In the shot when the guy says hi to the flower vendor, the light flashes into the frame in a way that powerfully evokes a particular time of day: that hour or so between the end of the work day and the beginning of a night. The time is reiterated in the long shadow in front of him as he walks west toward the cab. This is mainly important because this, early evening, is notorious for its air of possibility (unless you are a married man, in which case “there is nothing to do but go home and drink your nine drinks and forget about it”).
In the back of the cab, the guy stares at the bouquet and, as if thinking to himself that it might be excessive, pulls out a single daisy. He slides his credit card through the reader and gets out with the daisy, leaving the rest of the bouquet in the back of the cab. In doing so, he leaves a puzzle for the next fare.

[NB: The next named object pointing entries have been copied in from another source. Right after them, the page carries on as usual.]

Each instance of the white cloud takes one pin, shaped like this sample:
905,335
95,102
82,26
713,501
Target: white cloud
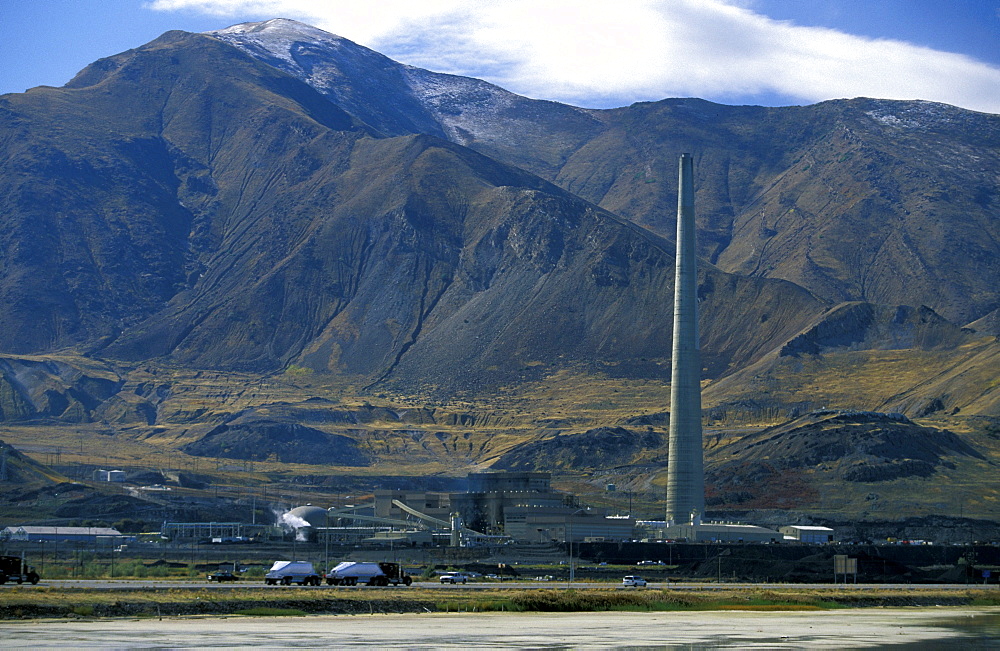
593,53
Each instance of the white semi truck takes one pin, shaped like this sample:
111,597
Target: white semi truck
289,572
351,573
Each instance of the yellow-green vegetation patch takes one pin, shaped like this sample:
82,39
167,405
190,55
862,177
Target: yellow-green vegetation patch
264,611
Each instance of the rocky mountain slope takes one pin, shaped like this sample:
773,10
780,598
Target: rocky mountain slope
881,201
187,222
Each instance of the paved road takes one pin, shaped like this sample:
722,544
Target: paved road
130,584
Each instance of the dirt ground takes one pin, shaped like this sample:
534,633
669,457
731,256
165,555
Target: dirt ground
919,628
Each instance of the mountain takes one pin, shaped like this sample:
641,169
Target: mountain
234,218
882,201
208,242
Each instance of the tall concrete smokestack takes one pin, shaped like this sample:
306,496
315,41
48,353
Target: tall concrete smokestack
685,467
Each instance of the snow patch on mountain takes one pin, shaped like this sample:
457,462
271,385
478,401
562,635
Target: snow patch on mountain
462,109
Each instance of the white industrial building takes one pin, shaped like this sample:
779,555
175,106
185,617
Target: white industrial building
808,534
62,534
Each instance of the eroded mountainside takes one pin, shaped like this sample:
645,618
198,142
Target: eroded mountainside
209,242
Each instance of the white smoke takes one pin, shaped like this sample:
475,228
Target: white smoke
291,522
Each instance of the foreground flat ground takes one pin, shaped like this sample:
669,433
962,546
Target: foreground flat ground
920,628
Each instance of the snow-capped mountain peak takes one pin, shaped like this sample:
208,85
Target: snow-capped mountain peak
414,100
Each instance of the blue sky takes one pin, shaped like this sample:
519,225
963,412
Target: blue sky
588,53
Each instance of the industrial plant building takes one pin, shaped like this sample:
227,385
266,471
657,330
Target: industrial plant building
62,534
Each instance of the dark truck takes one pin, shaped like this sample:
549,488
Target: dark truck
13,568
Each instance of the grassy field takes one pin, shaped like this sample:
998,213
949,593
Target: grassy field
42,602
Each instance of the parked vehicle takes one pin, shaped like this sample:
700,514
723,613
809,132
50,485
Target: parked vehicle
289,572
13,568
222,576
351,573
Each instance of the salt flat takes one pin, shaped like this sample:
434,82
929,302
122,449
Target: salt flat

The guy goes into an apartment building and hurries up the stairs. When the apartment door opens, all we’re shown is the look on the his face, a brief, tentative smile that’s no less enigmatic than the Mona Lisa‘s. I’m not saying this just to transgressively champion something so calculated as a bank commercial over a great work of art (though that is part of my motivation). Mainly, I don’t think people should dismiss this ad’s artistic merits just because it’s an ad. It’s a pleasure to watch, and doesn’t hit you over the head with stupid and desperate narration. The only voice-over is “We know we’re not the center of your life. But we’ll do our best to help you connect to what is.” I like that. This is a bank that knows its limits.